Taboada-Hall’s fragile condition prevented travel to a state where same-sex marriages were permitted, the suit says.

But with a ruling expected from the nation’s highest court on the constitutionality of DOMA and on California’s Proposition 8, which prohibited same-sex marriages in the state, the couple exchanged vows June 19, 2013, before about 50 family members and friends. Taboada-Hall died the next day.

Last June, the Supreme Court struck down both federal and state bans on same-sex marriage. In September, a local probate judge granted a posthumous marriage license to Schuett dated June 19, validating the couple’s vows.

The federal Department of Labor issued an order after the high court ruling specifically requiring the Employee Retirement Income Security Act of 1974, under which pension plans are regulated, to reflect the new recognition of same-sex spouses.

But while Taboada-Hall’s 401(k) and life insurance benefits were passed to Schuett, she was denied the survivor pension that she and her wife anticipated would help provide for the family in the event Taboada-Hall died, the suit states.

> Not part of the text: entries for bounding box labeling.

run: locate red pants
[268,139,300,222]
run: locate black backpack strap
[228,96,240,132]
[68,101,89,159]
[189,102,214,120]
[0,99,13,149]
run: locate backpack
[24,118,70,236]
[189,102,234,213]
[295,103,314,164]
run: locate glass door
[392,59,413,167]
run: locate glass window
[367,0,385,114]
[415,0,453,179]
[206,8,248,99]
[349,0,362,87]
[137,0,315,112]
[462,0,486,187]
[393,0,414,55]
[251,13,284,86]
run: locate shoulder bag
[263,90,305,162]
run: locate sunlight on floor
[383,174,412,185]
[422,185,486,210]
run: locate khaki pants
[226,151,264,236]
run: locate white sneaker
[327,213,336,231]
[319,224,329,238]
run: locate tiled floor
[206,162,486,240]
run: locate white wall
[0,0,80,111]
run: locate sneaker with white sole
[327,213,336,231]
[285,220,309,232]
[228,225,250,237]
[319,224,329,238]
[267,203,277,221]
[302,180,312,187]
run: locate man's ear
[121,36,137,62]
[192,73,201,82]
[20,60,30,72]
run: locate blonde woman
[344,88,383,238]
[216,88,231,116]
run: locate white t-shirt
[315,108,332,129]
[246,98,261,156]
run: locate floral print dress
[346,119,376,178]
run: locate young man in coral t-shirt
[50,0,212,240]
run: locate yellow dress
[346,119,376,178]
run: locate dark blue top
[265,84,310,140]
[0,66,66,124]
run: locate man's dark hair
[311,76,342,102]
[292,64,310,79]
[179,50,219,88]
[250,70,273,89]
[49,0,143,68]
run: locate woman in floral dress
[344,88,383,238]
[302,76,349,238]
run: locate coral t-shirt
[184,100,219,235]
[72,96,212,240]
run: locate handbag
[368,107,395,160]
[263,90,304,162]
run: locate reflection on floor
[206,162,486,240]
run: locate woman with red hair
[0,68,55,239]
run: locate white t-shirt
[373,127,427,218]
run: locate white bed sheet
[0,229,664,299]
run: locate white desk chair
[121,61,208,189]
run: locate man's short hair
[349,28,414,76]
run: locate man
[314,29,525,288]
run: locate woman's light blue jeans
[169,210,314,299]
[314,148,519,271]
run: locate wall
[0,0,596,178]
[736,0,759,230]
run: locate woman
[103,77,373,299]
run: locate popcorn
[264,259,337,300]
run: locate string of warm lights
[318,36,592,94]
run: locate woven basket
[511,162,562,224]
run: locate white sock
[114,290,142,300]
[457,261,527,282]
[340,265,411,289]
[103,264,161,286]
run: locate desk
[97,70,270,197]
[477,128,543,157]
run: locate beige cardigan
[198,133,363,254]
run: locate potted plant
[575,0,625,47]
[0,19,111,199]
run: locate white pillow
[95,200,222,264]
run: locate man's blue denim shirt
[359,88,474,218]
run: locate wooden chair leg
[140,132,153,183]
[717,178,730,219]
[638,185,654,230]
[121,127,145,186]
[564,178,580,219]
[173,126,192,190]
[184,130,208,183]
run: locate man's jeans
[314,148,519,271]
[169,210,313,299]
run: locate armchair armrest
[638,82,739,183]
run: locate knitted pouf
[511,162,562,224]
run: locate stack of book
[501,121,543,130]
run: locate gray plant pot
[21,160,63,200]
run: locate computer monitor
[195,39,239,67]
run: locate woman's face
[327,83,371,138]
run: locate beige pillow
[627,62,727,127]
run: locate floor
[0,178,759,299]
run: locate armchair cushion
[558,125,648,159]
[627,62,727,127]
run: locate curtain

“It’s not a lot of money to FedEx, but it’s significant to us,” Schuett said. “We have one child in college and another coming up in a couple of years, and that’s tough now that we’re down one income and we’re not receiving Lesly’s pension that I thought would be available for us.”

In a statement issued by a spokesman, FedEx said: “Lesly Taboada-Hall was a valued, long-term ?FedEx Express employee for 26 years, and we are saddened by her passing. Ms. Schuett’s claim has been carefully reviewed, and while we are sympathetic to her situation, we are required by federal law to apply the pension plan rules equally to all participants.”

But Schuett’s legal team, including local attorney, Tate Birnie, Wasow and the National Center for Lesbian Rights, contend FedEx’s dependence on an unconstitutional law in denying the pension benefit ?violates Schuett’s civil rights

“They seem to be taking the position that their hands are tied,” attorney Wasow said.

But the Schuett case, “is about a mandatory benefit. If you are enrolled in a pension plan and you die, your spouse has to get the survivor benefit.”